江芝有些高興:“等關月把你的老毛病治好了,咱們以後都順順遂遂的。”
“大嫂彆擔心,肯定可以!”徐華安對關月相當有信心。
去年的大年三十,徐家還是一片愁雲慘霧,今年的大年三十,一家人臉上都帶著笑,內心都是對未來的期許。
會越來越好吧。
清溪村這邊,顧隨從早上就開始給年夜飯做準備,到晚上七點多鐘,蒸籠裡的蒸菜、臘肉、香腸,散發出迷人的香味,隨著水蒸氣不停地往外麵飄。

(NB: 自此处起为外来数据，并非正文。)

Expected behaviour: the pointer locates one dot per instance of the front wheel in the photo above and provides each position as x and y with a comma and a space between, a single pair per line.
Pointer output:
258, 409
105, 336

另外一個鍋裡,顧隨洗乾淨大鍋,準備做最後的炒菜。菜籽油炙鍋,灑下一把乾辣椒、大蒜、生薑、花椒,強烈的香味在空氣裡麵擴散。
守在灶台前看火的關月,忍不住打了個噴嚏。
顧隨:“你去屋裡等著,馬上就做好了。”
“我不。”
關月離灶台遠一點,蹲到牆角的火爐子前。火爐子上坐著一個砂鍋,裡麵有她喜歡的紅燒毛芋兒。
熟練地掏出一雙筷子,揭開蓋子,選了一個看起來最軟爛的芋兒,三兩下吹涼,嗷嗚一口吃掉。
芋兒外麵涼了,裡麵還是滾燙的,她仰著頭,一邊哈氣一邊吃。太好吃了,舍不得吐出去。
這一下午,顧隨在廚房忙活準備年夜飯,關月就在廚房隨時準備偷吃。
顧隨正在炒菜,抽空看了她一眼:“你想吃就端個碗,彆燙著自己。”
關月嘿嘿一笑,端碗沒有意思,偷吃才香呢。
“顧大夫,關大夫,你們在不在,我們給你送菜來了。”
院子外麵傳來小馬的聲音,關月跳起來:“你把廚房的門關上,我出去。”
關月一出去,顧隨就把廚房的門關上。
他們廚房裡有好多菜,都不是這個地方和這個季節會有的菜。
關月:“小馬,這麼冷的天,你們怎麼來了?”
小馬:“嘿嘿,咱們療養院吃團年飯,請你們,你們又不來。這不,李部長叫我給你們送兩個菜上來。”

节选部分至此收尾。